Maurício de Nassau instalou na cidade a primeira cervejaria das Américas.
375 anos depois, a 'La Fontaine' é referência para amantes da bebida.

(Foto: Edgar Domingues/ Arquivo Pessoal)
Tendo como base malte, levedura, lúpulo e água, as combinações são infinitas e o segmento próspero para o crescimento. Atualmente, são mais de 150 estilos de cervejas mapeadas, sendo a pilsen a mais difundida entre elas. Segundo o Market Share, nos Estados Unidos esse mercado de cervejas artesanais atinge a ordem de 11% do consumo, quando no Brasil é de apenas 1%.
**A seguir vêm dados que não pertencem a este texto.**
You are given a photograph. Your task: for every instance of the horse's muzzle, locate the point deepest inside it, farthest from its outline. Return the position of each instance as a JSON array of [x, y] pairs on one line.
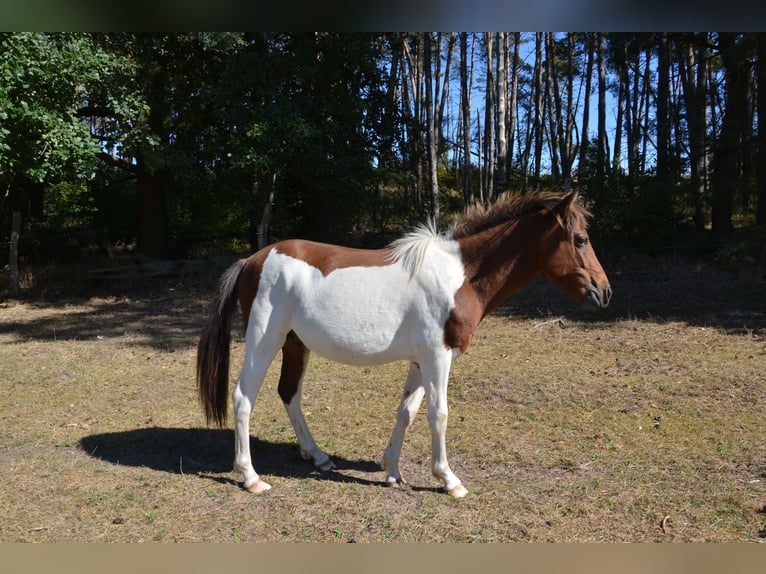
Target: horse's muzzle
[[596, 298]]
(Foto: Edgar Domingues/ Arquivo Pessoal)
Cervejeiro há 28 anos, Laerte Rocha, 55, comenta que não existe classificação de cerveja boa ou ruim. Na verdade, o que há é uma opção do que agrada mais determinada pessoa. "Isso é muito relativo porque cada um tem seu paladar próprio". Mas fez questão de listar alguns pontos imprescindíveis. "O que não pode faltar é matéria prima de boa qualidade e uma pessoa que faça as coisas com carinho", concluiu.
Seguindo esse desejo de resgatar a tradição de Nassau, Thomé Calmon, Eduardo Farias e Raimundo Dantas resolveram criar a primeira cervejaria artesanal no Recife, a Debron. A expressão significa "A Fonte", em holândes, mesmo significado de "La Fontaine", em francês. "Apesar de já ter esse movimento de cerveja artesanal no país há uns 10 ou 15 anos, aqui em Recife praticamente não tem, ainda é uma cultura bem incipiente. É um desafio, mas acreditamos que, mais que um modismo, é uma tendência e cedo ou tarde esse movimento que já é forte no Sul vai aparecer aqui com a mesma força", acredita Thomé.
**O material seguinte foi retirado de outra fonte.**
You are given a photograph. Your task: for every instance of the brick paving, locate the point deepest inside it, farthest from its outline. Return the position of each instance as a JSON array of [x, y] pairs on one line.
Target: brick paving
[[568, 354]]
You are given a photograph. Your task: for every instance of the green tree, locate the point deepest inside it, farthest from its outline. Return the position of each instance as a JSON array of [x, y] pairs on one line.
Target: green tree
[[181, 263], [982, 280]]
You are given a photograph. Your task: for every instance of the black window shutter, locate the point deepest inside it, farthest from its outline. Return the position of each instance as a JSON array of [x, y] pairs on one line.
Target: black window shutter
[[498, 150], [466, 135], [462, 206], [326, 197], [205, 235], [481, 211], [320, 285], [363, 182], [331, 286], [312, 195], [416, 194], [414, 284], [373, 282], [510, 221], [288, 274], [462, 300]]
Atualmente, a fábrica produz 40 mil litros da bebida e só comercializa para bares e restaurantes por meio de barril, porém isto está prestes a mudar. Ainda segundo Thomé, a previsão é que até o fim deste ano a Debron venda seu produto engarrafado. "É um negocio muito contagiante. Temos espaço para crescer e pretendemos. É algo ainda embrionário, mas as pessoas estão conhecendo e o mercado está pujante".
Fábrica Capunga
Ao contrário da Debron, que se inspirou no pioneirismo do conde holandês para a identidade da marca, uma outra fábrica de cerveja artesanal terminou fazendo referência à história por acaso. A Capunga teve o nome escolhido em referência à área do Recife onde os quatro sócios – Dante Peló, 39 anos, Bruno Peló, 37, Edgar Domingues, 33 e Victor Lamenha, 31 - cresceram. Mas "Capunga" também é o nome da área do bairro das Graças onde foi instalado a primeira fábrica, em 1640. "Na verdade tudo surgiu com uma homenagem que queríamos fazer para nossa família, mas acabei achando um livro que conta a história dos bairros e, curiosamente, como já tinha escolhido o nome Capunga, procurei e descobri a história da cervejaria de Nassau", explicou Edgar.

(Foto: Thays Estarque/ G1)
Respeitados por entregar uma cerveja com a espuma bem cremosa, a cervejaria fabrica apenas a pilsen. “Cor mais avermelhada, teor alcóolico a 20% e quatro vezes mais amarga, dentro deste estilo trabalhamos com os extremos dela. Esperamos que em janeiro tenhamos sete receitas só da pilsen. A ideia da Capunga é ser uma cerveja com gostinho de feita em casa, já para ter um aspecto de algo único”, disse Edgar.
Para eles, responsabilidade de reviver esse fato vem antes de qualquer sucesso. Ainda segundo Dante, há um desejo de contar uma boa história e servir uma boa cerveja. “Estamos captando depoimentos, indo a eventos e pesquisando livros históricos na tentativa de lançar um documentário. Queremos filmar um ano de material para propagar essa relíquia quase que perdida e que é tão do pernambucano, tão dos amantes de cerveja”.
Mercado de matérias-primas
Com Manoela Constantino, 29 anos, e José Oliveira, 52, Felipe Muniz, 30, tinha uma loja de refrigeração que vendia peças para geladeira e freezer. Porém começou a perceber que o mercado das cervejas artesanais estava crescendo e percebeu uma oportunidade de juntar a paixão pela bebida com a fonte de renda. “Sou formado como cervejeiro na Alemanha, mas nunca entrei na indústria, pois tinha esse negócio para tocar. Fui aos poucos juntando o útil ao agradável e consegui ser uma distribuidora de um produto bem conhecido”, contou.
O próximo passo foi reservar parte de uma das duas lojas para a venda do material. Ele disse também que não tem como bancar um estabelecimento só para os insumos, porque o crescimento é vertiginoso, mas bastante incipiente ainda. “Hoje de cerveja conseguimos ter entre sete a dez clientes por dia, o que é pouco. Por isso precisamos manter ainda a loja de refrigeração. Entretanto, caso o mercado siga respondendo bem, o que agora se restringe apenas a um lado tomará a loja toda”.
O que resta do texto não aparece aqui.